Filtered Tokens (No stop words & punctuation):  ['Hello', '\n', 'Today', 'Friday', 'Happy']


In [37]:
# Step 10: Lemmatization (getting the base form of the words)
tokens_lemmatized = [token.lemma_ for token in sent_doc if not token.is_stop and not token.is_punct]

print("Lemmatized Tokens: ", tokens_lemmatized)

Lemmatized Tokens:  ['hello', '\n', 'today', 'Friday', 'happy']


In [38]:

# Part-of-Speech Tagging
print("\nPart-of-Speech Tags:")
for token in sent_doc:
    print(f"{token.text}: {token.pos_}")



Part-of-Speech Tags:
Hello: INTJ
...: PUNCT
all: PRON
how: SCONJ
are: AUX
you: PRON
.: PUNCT

: SPACE
Today: NOUN
is: AUX
Friday: PROPN
.: PUNCT
Happy: ADJ
to: PART
be: AUX
here: ADV


In [39]:

# Named Entity Recognition (NER)
print("\nNamed Entities:")
for ent in sent_doc.ents:
    print(f"{ent.text} ({ent.label_})")



Named Entities:
Today (DATE)
Friday (DATE)


## Statistics

### 1.  Difference between descriptive and inferential statistics.

1. Descriptive statistics summarize or describes data
  where as inferential statistics makes inferences or conclusions about the population based on the sample.

2. Types of descriptive statistics are:
Measure of Central Tendency: Mean, Median, and Mode.
Measure of Variability: Range, Variance, and Standard Deviation.
Measure of frequency: frequency table, contingency table.
Graphical representations like pie charts, bar charts, etc.

  for inferential statistics: Tests of significance such as hypothesis testing, regression analysis, ANOVA, chi-square, etc.

3. In descriptive statistics use entire dataset and for inferencial statistics uses a sample of the dataset.

4. for descriptive :No assumption is needed about the underlying population.
for inferential we make some assumptions about the population.
5. descriptive statistics is mainly used for : organize, analyze, and present the data in a meaningful way.
where as inferential uses for compare, test, and predict the data.
6.  descriptive stat is not dependent on probability.
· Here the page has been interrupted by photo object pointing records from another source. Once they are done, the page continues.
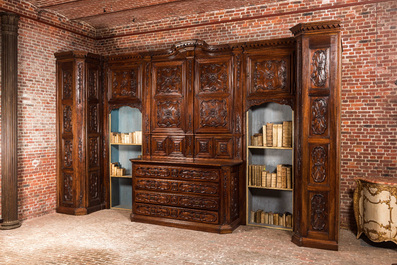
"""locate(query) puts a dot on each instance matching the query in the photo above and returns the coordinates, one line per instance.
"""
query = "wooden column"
(9, 121)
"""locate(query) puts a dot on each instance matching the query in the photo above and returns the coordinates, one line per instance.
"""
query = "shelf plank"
(269, 147)
(269, 188)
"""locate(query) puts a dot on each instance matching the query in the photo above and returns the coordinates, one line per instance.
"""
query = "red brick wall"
(37, 44)
(369, 97)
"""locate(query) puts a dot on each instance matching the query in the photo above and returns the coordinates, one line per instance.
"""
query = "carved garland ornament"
(319, 157)
(319, 72)
(318, 212)
(319, 118)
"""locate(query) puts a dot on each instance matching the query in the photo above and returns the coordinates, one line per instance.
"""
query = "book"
(269, 134)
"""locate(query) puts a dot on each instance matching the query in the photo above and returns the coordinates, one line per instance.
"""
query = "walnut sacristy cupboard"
(198, 107)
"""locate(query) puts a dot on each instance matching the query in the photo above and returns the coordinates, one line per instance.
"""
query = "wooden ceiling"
(109, 14)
But inferential is strongly dependent on probability concepts.
7. descriptive statistics is concerned with present or historical data.
where as inferential is concerned with future or unseen data.
8. descriptive statistics Limited to the data at hand. It does not allow for generalizations beyond the data.
inferential statistics: allows generalization to a larger population based on sample data.
9. descriptive statistics: less complex since it simply describes the dataset.
inferential statistics: More complex, as it involves testing hypotheses, estimating parameters, and making predictions with a margin of error.
10. descriptive statistics: provides exact and precise information about the dataset without any error margin.
inferential statistics provides estimates and predictions.